The Pizzuti Cos. last week received support from Grove City Council to further pursue its proposed Town Center redevelopment plan.
Council unanimously passed a resolution Sept. 3, supporting a proposal by Pizzuti to repurpose the City Hall building at 4035 Broadway for restaurant and office space and add four, three-story, multifamily buildings on the site that would house 120 one- and two-bedroom apartments.
Pizzuti's original proposal last year called for 170 units and knocking down the City Hall building; earlier this year ear, Pizzuti suggested 154 units.
The project encompasses about 4.5 acres. In addition to the apartments, the plan calls for about 14,200 square feet of commercial space: 3,900 square feet of restaurant, 3,200 square feet for apartment amenities, 7,100 square feet for offices and 170 on-sire private parking spaces.
The apartments are being built atop existing public parking behind City Hall. Pizzuti officials said of the existing 206 public parking spaces, 205 will be retained at the Town Center, though at different locations.
Pizzuti officials said the project is intended to attract young professionals and empty-nesters.
"We have got a lot of excitement from young professionals," said Shannon Hamons, Pizzuti vice president of the Columbus region. "We hope and believe strongly the people we attract will contribute to the Town Center experience."
The city administration and Pizzuti will now begin negotiations for an economic development agreement to present to council later this fall. Issues to be worked out include what the company will pay the city for the City Hall building and land.

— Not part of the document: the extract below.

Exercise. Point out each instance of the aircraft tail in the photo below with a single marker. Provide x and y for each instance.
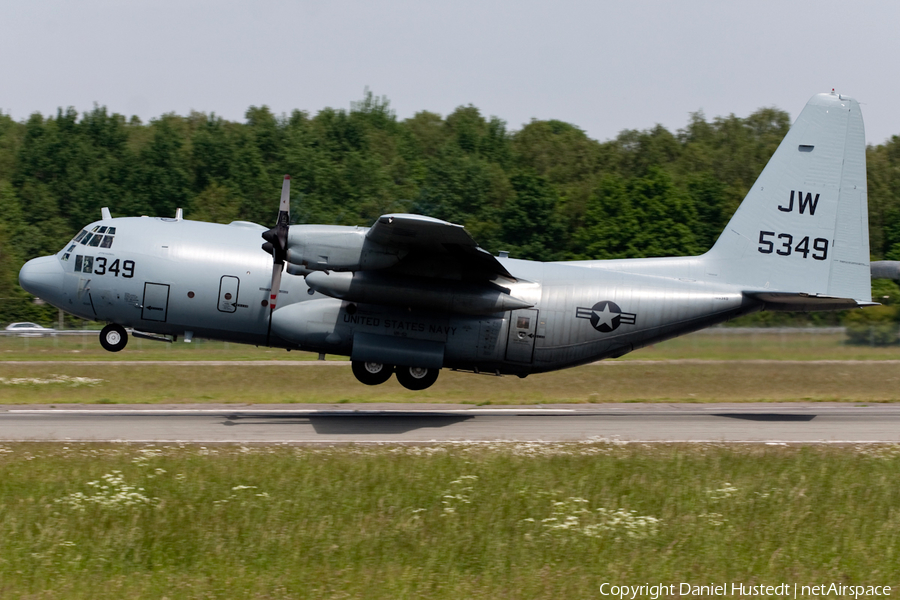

Pizzuti officials have said they will not seek a tax abatement. City Administrator Chuck Boso said the city and developer are in talks about establishing a tax-increment finance (TIF) district or payments in lieu of taxes that Pizzuti would make that would be used to make public improvements, such as parking.
That agreement will be reviewed by council at a later date.

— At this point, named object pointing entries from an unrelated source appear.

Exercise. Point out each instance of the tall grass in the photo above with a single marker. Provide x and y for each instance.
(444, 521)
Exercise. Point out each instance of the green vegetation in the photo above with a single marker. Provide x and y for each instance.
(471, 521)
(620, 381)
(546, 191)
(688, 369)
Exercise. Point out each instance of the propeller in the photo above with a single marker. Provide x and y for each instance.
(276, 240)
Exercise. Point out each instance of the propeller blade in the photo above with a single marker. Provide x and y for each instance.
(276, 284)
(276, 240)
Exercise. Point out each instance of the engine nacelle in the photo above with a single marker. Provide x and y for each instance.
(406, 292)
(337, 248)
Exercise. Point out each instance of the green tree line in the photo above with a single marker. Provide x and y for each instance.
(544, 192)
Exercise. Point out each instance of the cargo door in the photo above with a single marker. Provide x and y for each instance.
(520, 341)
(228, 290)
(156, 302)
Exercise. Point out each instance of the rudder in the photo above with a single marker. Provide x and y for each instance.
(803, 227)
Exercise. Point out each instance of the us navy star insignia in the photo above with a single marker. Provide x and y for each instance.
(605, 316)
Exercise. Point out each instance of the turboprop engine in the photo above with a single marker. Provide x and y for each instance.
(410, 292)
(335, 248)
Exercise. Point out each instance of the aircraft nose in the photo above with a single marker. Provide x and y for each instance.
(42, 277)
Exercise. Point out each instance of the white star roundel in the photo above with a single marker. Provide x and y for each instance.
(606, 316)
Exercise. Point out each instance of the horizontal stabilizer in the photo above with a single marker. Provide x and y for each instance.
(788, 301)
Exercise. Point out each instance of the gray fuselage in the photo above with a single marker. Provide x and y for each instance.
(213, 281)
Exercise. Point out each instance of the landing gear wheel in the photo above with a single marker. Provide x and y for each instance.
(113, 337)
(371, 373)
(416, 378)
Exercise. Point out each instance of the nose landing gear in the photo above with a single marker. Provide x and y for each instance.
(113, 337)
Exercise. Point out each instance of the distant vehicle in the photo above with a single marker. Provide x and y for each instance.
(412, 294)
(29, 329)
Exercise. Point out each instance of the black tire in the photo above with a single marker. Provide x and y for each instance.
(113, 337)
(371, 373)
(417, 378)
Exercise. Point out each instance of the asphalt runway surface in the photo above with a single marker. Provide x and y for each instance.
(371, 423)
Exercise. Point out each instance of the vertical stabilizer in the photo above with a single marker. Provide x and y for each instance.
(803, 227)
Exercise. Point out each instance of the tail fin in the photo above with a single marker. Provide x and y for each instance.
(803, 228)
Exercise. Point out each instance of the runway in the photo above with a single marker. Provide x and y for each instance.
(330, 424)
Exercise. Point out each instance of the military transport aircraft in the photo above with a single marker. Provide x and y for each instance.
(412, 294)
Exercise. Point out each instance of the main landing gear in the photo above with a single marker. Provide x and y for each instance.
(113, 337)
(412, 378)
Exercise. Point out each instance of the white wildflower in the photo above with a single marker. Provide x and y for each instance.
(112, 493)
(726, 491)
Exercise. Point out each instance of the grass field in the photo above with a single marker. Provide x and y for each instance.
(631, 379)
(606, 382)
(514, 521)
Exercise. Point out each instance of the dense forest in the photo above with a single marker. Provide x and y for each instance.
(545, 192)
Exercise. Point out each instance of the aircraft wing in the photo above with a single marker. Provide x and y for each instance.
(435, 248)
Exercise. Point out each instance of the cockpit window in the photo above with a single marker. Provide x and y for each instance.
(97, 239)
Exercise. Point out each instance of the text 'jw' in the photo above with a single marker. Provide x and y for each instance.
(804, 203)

Grove City Councilman Jeff Davis praised Pizzuti for keeping its plan "fluid and responsive" to city concerns.
"I see other (cities) and what they're doing," Davis said. "Our future in this part of town is very bright."
Councilwoman Maria Klemack-McGraw said this is an "exciting time" in the community.
In other action Sept. 3:
* Council authorized the purchase of a house at 3402 Civic Place for $225,000 to make way for additional parking in the Town Center. Boso said the property's last appraisal in November 2010 came in $148,000.
Mayor Richard "Ike" Stage said the seller -- Jean Tennihill, according to the Franklin County Auditor's Office -- previously turned down a $175,000 offer.
Stage said that piece of land is needed to help properly configure two other vacant and adjacent parcels for parking, replacing what will be lost to the new apartment buildings.
The city owns the property but will lease it to the previous owner for another six months before demolishing the building, according to the agreement. Engineering and demolition work is expected to cost about $160,000.
* Council voted to create a five-person historical commission to replace the city's department of history and to spend $5,000 from the general fund to support the commission's mission of collecting, preserving and displaying artifacts and materials of historic value to the community.
* Council authorized a permit for the Leukemia & Lymphoma Society to solicit charitable contributions. The organization will collect donations from 9 a.m. to 3 p.m. Oct. 12, at the intersection of Stringtown Road and Parkway Centre Drive.